Being 0-4 on the road this season isn't just because the Vikings have been badly outscored. We take a look at six statistical areas within those road losses and compare them to the stark differences at home.
Why have the Vikings done so poorly on the road this season? Sure, they've been outscored 37-8 at Cincinnati, 30-10 at Atlanta, 28-3 at Chicago and 38-13 at Carolina, but in scouring the Vikings' statistics, we found a number of areas where they are performing considerably worse on the road than at home.
The early game — In each of their road losses, the Vikings have gotten behind early and big. In the road opener, Cincinnati had a 27-0 lead by halftime and 33-0 after three quarters. The Falcons led the Vikings 24-0 at halftime, and even the Bears led 7-3 by halftime. Carolina continued the trend for the Vikings by abusing Fred Smoot with Steve Smith, rendering the Panthers a 24-0 favorite at halftime.
If the team that wins the second quarter wins the game 80 percent of the time, as Mike Tice claims, then the Vikings have contributed more than their fair share to that rate. In four road games the Vikings have scored only three points — yes, three! — in the second quarter (worse yet, they've scored none in the first quarter, but that's not the Big Man's stat). In the first three quarters of their road losses — totaling 12 quarters of football — they have scored a combined 10 points.
Meanwhile, the Vikings' road opponents have scored 28 points in the first quarter, 54 in Tice's beloved second quarter and 24 in the third quarter.
How's that for getting off on the wrong foot … and arm and legs?
Quarterback rushing — While this probably isn't a big factor in any game, now that Daunte Culpepper is on crutches and Brad Johnson is wheeling and dealing behind the offensive line it may be even less important. Still, because there is a disparity in home and road games under Culpepper's tutelage, we point it out as a way of keeping the defense honest.
In his four road games, Culpepper rushed a combined five times — whether by designed run or scramble. In Culpepper's three starts at home, when the Vikings went 2-1, he rushed a combined 20 times (16 in the two wins at home under Culpepper).
Passer rating — It figures that in losses, the quarterback rating would be poor. That is true, but Culpepper's rating was dramatically worse in the four road games than his three starts at home. On the road, they were 36.4 (Cincinnati), 74.4 (Atlanta), 50.4 (Chicago) and 93.8 (Carolina). At home, he started poor (49.2 against Tampa Bay) but improved to 140.0 (New Orleans) and 123.1 (Green Bay) in his next two home starts.
Rushing game — It figures that getting blown out wouldn't be helpful to the Vikings' ability to run the ball, and that has certainly held true. In each of their three wins, the Vikings have rushed for more than 100 yards. Their top performance in their five losses was for 77 yards and their lowest was 26 yards — in the home opener, no less.

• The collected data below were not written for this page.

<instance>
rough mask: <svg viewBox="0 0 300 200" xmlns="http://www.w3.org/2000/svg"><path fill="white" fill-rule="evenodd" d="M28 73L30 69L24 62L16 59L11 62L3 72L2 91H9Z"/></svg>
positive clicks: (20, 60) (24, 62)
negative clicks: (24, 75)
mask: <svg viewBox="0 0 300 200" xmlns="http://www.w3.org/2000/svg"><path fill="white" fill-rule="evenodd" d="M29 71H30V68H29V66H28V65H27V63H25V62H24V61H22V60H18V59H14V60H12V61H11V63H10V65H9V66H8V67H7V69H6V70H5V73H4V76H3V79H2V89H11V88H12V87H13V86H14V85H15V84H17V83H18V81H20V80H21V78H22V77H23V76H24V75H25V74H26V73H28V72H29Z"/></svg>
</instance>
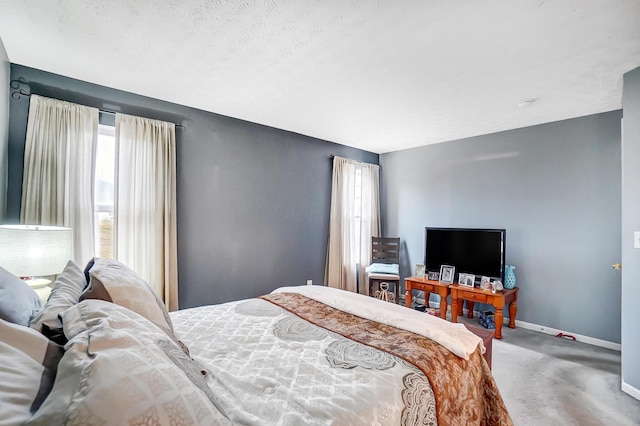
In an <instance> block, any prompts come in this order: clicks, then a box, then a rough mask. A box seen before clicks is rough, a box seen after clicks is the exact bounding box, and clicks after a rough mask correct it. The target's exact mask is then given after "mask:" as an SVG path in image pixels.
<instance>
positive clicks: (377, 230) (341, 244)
mask: <svg viewBox="0 0 640 426" xmlns="http://www.w3.org/2000/svg"><path fill="white" fill-rule="evenodd" d="M379 170H380V168H379V166H376V165H374V164H367V163H359V162H356V161H353V160H349V159H346V158H342V157H337V156H336V157H334V158H333V177H332V184H331V213H330V219H329V242H328V244H327V263H326V269H325V285H328V286H330V287H335V288H340V289H343V290H348V291H353V292H355V291H356V290H357V289H358V287H359V290H360V293H363V294H367V293H368V288H367V286H366V285H365V280H364V268H365V267H366V266H368V265H369V263H370V262H371V237H377V236H379V235H380V203H379ZM358 268H360V271H359V272H358ZM358 273H359V276H360V277H361V280H360V281H361V283H360V285H359V286H358V285H357V276H358Z"/></svg>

Penalties — Mental errors away from the friendly confines at the Metrodome have also contributed to road blowouts. The team has averaged six penalties per game in the Metrodome but 10.5 far from home, including 11 and 14 in back-to-back road losses to Atlanta and Chicago.
Defensive movement — The trouble hasn't been limited to just offense. Minnesota's defense has the ability to give up more first downs on the road as well. They have yielded 23.25 first downs per game on the road. At home, they are more stingy, giving up an average of 16.5.
It's confounding to think how badly the Vikings have lost on the road, but a look at the statistics shows some of the areas they will have to improve if they intend to reverse the trend in order to climb back into the playoffs with a push in the second half of the season.